Despite its potential, VR in psychology faces several challenges and limitations. Accessibility and cost remain significant barriers, as high-quality VR equipment can be expensive, limiting its availability in both research and clinical settings. Ethical concerns related to informed consent, potential adverse effects, and data privacy are also important considerations [15]. Moreover, the potential psychological effects of prolonged VR exposure require further investigation. Some individuals may experience disorientation, motion sickness, or other negative psychological reactions when using VR technology [16]. Implementing VR in therapy or research often requires specialized knowledge and training. The availability of professionals with expertise in both VR technology and psychology can be limited, particularly in some regions [17]. Despite those limitations, the use of VR in psychology is a new direction of research that is increasingly used in psychology. Several studies [18,19,20] have focused on how virtual reality (VR) can be used to facilitate the retrieval of autobiographical memories, which are memories of one’s own life events. One significant finding in this field is the impact of multisensory stimuli in VR environments on autobiographical memory retrieval. Multisensory information in VR seems to contribute differently to the recollection of events.
This multisensory approach aims to create a more immersive and realistic experience, potentially enhancing the effectiveness of memory retrieval:
  • Image and sound. The combination of visual and auditory stimuli in VR is quite common and forms the basis of most virtual experiences. Visual elements create a sense of place and context, while auditory elements can enhance the realism of the environment and trigger memories related to sound or music.
  • Odor. The sense of smell is closely linked to memory and emotion in the brain. By including specific odors that are associated with certain memories or experiences, it is possible to enhance the recall of autobiographical memories. This can be particularly powerful, as scents are known to trigger vivid and emotional memories.
  • Movement. Integrating movement by allowing users to physically move in a VR space adds another layer of realism. This can be especially effective in recalling memories that involve physical activities or were experienced in a specific location where the user moved around.

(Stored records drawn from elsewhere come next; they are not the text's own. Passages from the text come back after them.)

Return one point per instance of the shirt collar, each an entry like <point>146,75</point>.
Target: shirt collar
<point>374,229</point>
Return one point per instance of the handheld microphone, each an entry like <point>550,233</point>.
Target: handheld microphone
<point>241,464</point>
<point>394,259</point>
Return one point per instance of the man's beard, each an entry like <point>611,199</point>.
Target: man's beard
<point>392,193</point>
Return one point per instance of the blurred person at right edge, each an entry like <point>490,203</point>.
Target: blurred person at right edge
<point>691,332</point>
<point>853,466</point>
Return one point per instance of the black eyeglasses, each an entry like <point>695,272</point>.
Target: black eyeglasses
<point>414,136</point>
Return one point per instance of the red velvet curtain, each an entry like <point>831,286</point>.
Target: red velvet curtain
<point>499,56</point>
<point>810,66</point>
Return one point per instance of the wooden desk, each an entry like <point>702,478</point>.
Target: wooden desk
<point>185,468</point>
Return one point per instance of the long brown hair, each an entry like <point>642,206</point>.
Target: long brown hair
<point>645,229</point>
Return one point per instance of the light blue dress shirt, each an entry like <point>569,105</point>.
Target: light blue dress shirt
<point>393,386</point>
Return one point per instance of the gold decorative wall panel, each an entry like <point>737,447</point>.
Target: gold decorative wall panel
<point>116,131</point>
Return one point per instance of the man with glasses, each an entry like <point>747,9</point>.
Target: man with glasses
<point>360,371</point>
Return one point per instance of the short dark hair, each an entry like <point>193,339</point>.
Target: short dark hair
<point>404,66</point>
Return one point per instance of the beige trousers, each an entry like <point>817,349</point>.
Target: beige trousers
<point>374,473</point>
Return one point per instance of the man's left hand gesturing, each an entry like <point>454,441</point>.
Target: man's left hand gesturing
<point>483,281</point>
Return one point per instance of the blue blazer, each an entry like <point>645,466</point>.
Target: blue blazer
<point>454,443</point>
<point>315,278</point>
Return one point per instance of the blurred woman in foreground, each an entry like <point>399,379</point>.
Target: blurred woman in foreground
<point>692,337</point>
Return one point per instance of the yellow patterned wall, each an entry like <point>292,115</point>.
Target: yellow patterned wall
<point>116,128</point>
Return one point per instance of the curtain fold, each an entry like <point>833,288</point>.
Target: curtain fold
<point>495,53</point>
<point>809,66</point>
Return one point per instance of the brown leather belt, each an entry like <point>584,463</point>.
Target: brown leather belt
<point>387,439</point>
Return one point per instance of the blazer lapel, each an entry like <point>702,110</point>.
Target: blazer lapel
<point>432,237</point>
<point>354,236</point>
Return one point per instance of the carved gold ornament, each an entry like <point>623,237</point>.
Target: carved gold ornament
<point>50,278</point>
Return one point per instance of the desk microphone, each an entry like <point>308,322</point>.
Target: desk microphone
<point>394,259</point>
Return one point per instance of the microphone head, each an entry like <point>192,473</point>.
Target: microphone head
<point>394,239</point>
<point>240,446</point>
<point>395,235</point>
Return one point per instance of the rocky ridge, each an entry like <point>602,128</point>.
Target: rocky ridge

Combining these sensory inputs in a VR setting creates a more comprehensive and immersive experience, which can be highly effective for autobiographical memory retrieval. The multisensory approach not only enhances the vividness and emotional impact of the recalled memories but can also aid in memory accuracy. As said previously, to the best of our knowledge, we are the first from this series of experiments to integrate olfactory stimulation (thus representing a mixed-reality procedure) and offer the participants the opportunity to interact with the virtual environment in an integrated VR system—for example, they can interact with the VR environment through virtual hands, giving them more control, necessary both to reduce stress and to facilitate the immersive effect. Below, we describe in more detail the different aspects presented above related to systems for autobiographical memory retrieval.
A recent study investigated how the congruence of odors and visual objects in virtual reality affects later memory recall of the objects and found that subjects remembered more objects with congruent odors than objects with incongruent odors or odorless objects, while interaction with congruent objects was rated significantly more pleasant and relaxed, suggesting that these findings can be utilized in the development of multisensory VR applications [21]. Regarding the use of VR technology to train autobiographical memory, it appears that this technology may be a promising tool for approaching reminiscence therapy (RT), which is a method used to train autobiographical memory on clinical populations with memory deficits. In such a study, Chapoulie et al. [22] designed a VR system that enabled highly realistic image-based presentation of familiar environments in an immersive setting, where elderly subjects with dementia were asked to generate memories. The results showed that the number of memories generated for a familiar environment was higher than for an unfamiliar environment presented by the same VR system.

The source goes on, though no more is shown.